Иван это сообщение внешне воспринял как-то равнодушно, лишь повернул к Алейникову голову и переспросил:
– Кошкин? Ну, помню...
Иван – Алейников все время это чувствовал – был его неожиданным появлением несказанно удивлен, даже ошеломлен. Напрасно вырвавшиеся его слова: «А я который день разыскиваю вас» – еще более озадачили Савельева, он все время держался настороженно и скованно, и вот теперь лишь в его холодных, измученных всем пережитым глазах начало что-то оттаивать.
– Ты Кошкина-то хорошо знал? – спросил Алейников, понимая, что разговор может зайти или уже зашел в тяжкую для него область. Но он не хотел избегать этой тяжести или уклоняться от нее.
– Где же хорошо! Сколько я жил-то... в родных местах? – с горечью произнес Иван. – Все больше в других краях приходилось.
Он взял фляжку, отвинтил крышку, плеснул в нее и выпил.

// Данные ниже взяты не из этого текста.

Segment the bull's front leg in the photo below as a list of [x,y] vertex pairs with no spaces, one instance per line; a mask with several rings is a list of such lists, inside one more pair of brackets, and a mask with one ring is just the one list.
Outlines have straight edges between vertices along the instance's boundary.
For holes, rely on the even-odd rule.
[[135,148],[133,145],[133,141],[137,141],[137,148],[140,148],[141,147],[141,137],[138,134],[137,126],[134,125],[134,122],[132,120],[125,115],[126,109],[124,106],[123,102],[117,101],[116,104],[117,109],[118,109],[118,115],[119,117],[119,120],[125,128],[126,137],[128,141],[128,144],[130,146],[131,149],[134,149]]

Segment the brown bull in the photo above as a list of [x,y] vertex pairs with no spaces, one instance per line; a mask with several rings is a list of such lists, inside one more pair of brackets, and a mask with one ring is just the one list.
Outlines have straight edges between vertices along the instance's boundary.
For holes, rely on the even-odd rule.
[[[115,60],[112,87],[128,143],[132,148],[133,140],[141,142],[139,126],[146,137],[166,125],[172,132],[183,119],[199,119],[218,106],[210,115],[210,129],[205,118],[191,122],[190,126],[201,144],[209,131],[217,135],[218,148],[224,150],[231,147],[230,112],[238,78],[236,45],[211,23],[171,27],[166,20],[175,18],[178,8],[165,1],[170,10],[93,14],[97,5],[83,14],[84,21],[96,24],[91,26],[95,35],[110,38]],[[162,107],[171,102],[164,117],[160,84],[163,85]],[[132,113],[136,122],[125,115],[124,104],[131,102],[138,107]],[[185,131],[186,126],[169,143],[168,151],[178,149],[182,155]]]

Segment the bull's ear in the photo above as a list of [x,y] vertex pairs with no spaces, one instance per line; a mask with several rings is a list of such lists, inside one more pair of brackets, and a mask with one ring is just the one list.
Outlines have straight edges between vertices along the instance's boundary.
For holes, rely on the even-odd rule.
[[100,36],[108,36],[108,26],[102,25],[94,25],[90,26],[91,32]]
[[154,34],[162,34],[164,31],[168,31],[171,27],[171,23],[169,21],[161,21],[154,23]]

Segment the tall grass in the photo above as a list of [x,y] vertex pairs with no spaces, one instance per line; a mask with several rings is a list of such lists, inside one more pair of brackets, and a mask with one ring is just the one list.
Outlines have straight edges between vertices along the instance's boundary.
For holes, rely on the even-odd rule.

Ковырнул ножом в банке, достал кисет. Алейников все это время сидел молча, разглядывая что-то на траве.
– Давай-ка, Яков Николаевич, не будем об этом, – проговорил Иван негромко. – Нелегко об этом... ни тебе, ни мне. Тут и без того...
Однако, чиркнув спичкой, спросил:
– Как же он в штрафных командирах оказался? Не знаешь?
– Из тюрьмы в штрафную роту направили. В первом бою судьба его пощадила... Ну, и остался в роте. Был командиром отделения, взвода. Командиром роты потом назначили. Эх, Иван Силантьевич! Я только здесь узнал, какая душа была у этого человека.
– Как?! Он...
– Да, тоже погиб в этом бою, – сказал Алейников. – Погиб Данила Иванович...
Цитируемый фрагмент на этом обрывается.